Gesellschaft

Blaupause für einen schiitischen Dachverband der Zukunft

„Der Edelste von euch bei Gott ist der Gottesfürchtigste von euch.“ (49:13) Die Gottesfurcht übt sich im Dienst an den Geschöpfen. Und der beste Dienst an den Geschöpfen erhöht sie bei Gott. Gott hat uns den besten Weg verdeutlicht: „Leite uns den Geraden Weg.“ (1:5) Uns, nicht mich. Der schnellste Weg zu Gott ist der gemeinsam beschrittene: Das Gemeinschaftsgebet ist um Rangstufen wertvoller als das Einzelgebet, die Ehrung der Eltern und das Pflegen der Verwandtschaftsbande sind koranische Tugenden, die Scheidung unter Eheleuten gilt als Ultima Ratio, als Verwerflichstes unter dem Erlaubten.

Unserem Lebenssinn der Göttlichkeit kommen wir durch die Bildung zwischenmenschlicher Verbindungen näher, die sich in verschiedene Organisationsebenen gliedern. Dabei hat jede Ebene ihre sie kennzeichnenden Aufgaben, die sie besser ausfüllen kann als jede andere Ebene, obgleich alle auf ein gemeinsames Ziel ausgerichtet sind. Die unterste Ebene, die Keimzelle der Gesellschaft, bildet die Ehe und nahe Familie. Der Verbund von Familien ist eine Gemeinschaft, und der Verbund von Gemeinschaften bildet einen Verband. Jede höhere Ebene kann nur auf einer soliden unteren Ebene gründen, will sie kein Luftschloss sein.

Die Familien der Rechtsschule der Ahlulbayt (a.) bilden in Deutschland seit Jahrzehnten Vereine und es gibt einzelne Kooperationen zwischen den Vereinen auf Regional- und informeller Bundesebene. Die Zeit ist reif für einen Dachverband der Vereine, der die Aufgaben eines schiitischen Verbands in unserem Land wahrnimmt.

Was sind die Aufgaben eines schiitischen Dachverbands?

Die einzige Aufgabe eines Dachverbands ist es, Aufgaben im Interesse der Vereine zu übernehmen, die die Kapazitäten der einzelnen Vereine übersteigen. Der Dachverband darf dabei weder die Kernkompetenzen der Vereine und ihre internen Abläufe beeinträchtigen, noch darf er seine eigenen Verantwortungen vernachlässigen.

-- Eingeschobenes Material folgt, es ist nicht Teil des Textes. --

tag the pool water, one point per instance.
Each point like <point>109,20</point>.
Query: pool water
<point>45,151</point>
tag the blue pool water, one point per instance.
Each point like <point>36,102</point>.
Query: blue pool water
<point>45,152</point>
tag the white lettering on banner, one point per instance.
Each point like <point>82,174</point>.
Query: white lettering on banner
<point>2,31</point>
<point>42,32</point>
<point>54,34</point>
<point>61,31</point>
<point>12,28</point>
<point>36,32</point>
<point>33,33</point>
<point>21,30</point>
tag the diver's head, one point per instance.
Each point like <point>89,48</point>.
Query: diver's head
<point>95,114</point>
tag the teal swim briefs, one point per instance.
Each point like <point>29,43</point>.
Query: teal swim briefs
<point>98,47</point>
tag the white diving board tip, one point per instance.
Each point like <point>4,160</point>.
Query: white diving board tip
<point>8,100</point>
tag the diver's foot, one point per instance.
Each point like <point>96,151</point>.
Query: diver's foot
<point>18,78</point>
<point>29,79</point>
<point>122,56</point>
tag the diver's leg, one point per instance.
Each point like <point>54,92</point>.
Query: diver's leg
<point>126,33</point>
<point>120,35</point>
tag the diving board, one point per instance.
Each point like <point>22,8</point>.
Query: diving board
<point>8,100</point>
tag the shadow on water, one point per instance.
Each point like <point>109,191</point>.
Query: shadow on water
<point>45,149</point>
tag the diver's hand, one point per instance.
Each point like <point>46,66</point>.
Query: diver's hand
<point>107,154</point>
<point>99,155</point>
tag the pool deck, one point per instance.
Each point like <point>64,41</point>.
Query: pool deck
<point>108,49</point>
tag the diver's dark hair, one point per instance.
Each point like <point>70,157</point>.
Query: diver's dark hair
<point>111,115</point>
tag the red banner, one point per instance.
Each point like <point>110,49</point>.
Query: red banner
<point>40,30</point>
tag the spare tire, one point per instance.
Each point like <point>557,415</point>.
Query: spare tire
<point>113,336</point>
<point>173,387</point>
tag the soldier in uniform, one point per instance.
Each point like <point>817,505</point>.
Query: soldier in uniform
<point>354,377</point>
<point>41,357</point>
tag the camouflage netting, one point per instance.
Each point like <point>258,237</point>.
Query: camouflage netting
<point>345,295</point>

Er vertritt die Gemeinschaft der Vereine nach außen. Das schließt insbesondere den unmissverständlichen Einsatz für die Interessen der Vereine gegenüber Staat, Medien und Gesellschaft ein. Wenn unsere Vereine oder bekannte Einzelpersonen von Medien unrechtmäßig attackiert oder vom Staat unterdrückt werden, dann muss dieser Dachverband klar Stellung beziehen, seine Vereine verteidigen und mit einer deutlichen Stimme im Namen der Schia in Deutschland antworten. Derlei Angriffe gegen Schiiten sind inzwischen an der Tagesordnung.[1] [2] [3] [4] [5] Von Einzelstimmen abgesehen erhielten die Attackierten keine öffentliche Unterstützung, insbesondere nicht von unseren Vereinen. Das ist die Aufgabe eines zukünftigen Dachverbands.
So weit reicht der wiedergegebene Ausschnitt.